Le Forum national sur la décarbonation des industries alimentaires, organisé lundi à Rabat par la Fédération nationale de l’agroalimentaire (Fenagri), marque une étape décisive dans la construction d’une trajectoire bas carbone pour ce secteur clé de l’économie.

Organisé sous l’égide du ministère de l’Industrie et du Commerce et du ministère de la Transition énergétique et du Développement durable, ce forum a rassemblé les principaux acteurs publics, privés, financiers, techniques et institutionnels engagés dans la transformation durable de l’agroalimentaire au Maroc.
Cette rencontre constitue une avancée majeure dans la dynamique lancée par la Fenagri pour accompagner la transition bas carbone des industries alimentaires marocaines, dans un contexte marqué par la hausse des coûts de l’énergie, la pression accrue sur les ressources hydriques, l’évolution des exigences des marchés internationaux et l’intégration progressive des critères climatiques dans les chaînes de valeur.
Le secteur occupe une place stratégique dans l’économie nationale. Il représente près de 191 milliards de dirhams de chiffre d’affaires annuel, compte environ 2 600 entreprises sur l’ensemble du territoire, génère plus de 206 000 emplois directs, contribue à hauteur de 44 milliards de dirhams aux exportations et couvre près de 77 % des besoins nationaux en produits alimentaires transformés.
Cette performance économique s’accompagne d’un enjeu énergétique de taille : les industries alimentaires consomment environ 380 000 tonnes équivalent pétrole par an, soit près de 20 % de l’usage énergétique industriel national. Ces données confirment à la fois le poids stratégique du secteur et la nécessité d’une décarbonation progressive, structurée et adaptée aux réalités des différentes filières.

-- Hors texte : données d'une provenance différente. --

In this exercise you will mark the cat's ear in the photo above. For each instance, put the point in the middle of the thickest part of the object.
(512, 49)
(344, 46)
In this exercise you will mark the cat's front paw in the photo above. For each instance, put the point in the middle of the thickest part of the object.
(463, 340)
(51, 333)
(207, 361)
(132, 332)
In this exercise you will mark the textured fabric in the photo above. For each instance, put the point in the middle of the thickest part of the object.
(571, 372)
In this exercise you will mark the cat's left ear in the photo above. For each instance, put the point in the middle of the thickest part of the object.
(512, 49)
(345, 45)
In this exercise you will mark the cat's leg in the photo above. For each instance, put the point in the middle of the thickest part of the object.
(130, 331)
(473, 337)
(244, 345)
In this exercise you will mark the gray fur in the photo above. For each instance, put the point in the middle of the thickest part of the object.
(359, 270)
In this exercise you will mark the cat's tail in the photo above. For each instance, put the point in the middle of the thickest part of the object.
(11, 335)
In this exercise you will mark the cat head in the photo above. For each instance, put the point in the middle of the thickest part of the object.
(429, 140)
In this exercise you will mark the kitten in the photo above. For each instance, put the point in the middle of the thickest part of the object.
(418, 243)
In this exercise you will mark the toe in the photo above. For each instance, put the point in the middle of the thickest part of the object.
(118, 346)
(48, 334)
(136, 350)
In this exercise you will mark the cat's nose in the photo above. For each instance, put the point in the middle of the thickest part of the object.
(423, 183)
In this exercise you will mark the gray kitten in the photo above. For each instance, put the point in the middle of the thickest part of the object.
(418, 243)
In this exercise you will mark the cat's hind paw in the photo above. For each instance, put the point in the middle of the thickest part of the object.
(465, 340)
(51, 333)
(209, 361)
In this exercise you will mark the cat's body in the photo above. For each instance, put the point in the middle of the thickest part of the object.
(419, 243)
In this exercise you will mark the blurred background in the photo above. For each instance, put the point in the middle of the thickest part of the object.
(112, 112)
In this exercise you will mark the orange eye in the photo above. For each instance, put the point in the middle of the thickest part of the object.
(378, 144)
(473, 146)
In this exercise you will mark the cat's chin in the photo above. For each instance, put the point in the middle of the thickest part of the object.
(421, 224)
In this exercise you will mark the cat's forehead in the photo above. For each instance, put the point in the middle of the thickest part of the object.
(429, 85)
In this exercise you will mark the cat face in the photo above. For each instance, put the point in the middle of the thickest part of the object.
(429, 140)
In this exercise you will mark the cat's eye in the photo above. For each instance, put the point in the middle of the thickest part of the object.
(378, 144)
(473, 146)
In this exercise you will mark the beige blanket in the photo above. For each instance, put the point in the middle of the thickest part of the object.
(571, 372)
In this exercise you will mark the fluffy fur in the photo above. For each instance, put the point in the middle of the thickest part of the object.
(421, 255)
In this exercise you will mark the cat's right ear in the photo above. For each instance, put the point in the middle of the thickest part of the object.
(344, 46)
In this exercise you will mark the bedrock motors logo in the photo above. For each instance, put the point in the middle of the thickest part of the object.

Dans ce cadre, la Fenagri a lancé, avec l’appui du ministère de l’Industrie et du Commerce, une étude nationale visant à élaborer une feuille de route de décarbonation à l’horizon 2040. L’objectif est d’identifier les principales sources d’émissions, d’évaluer les leviers de réduction, de définir les trajectoires possibles et de proposer des conditions opérationnelles de mise en œuvre.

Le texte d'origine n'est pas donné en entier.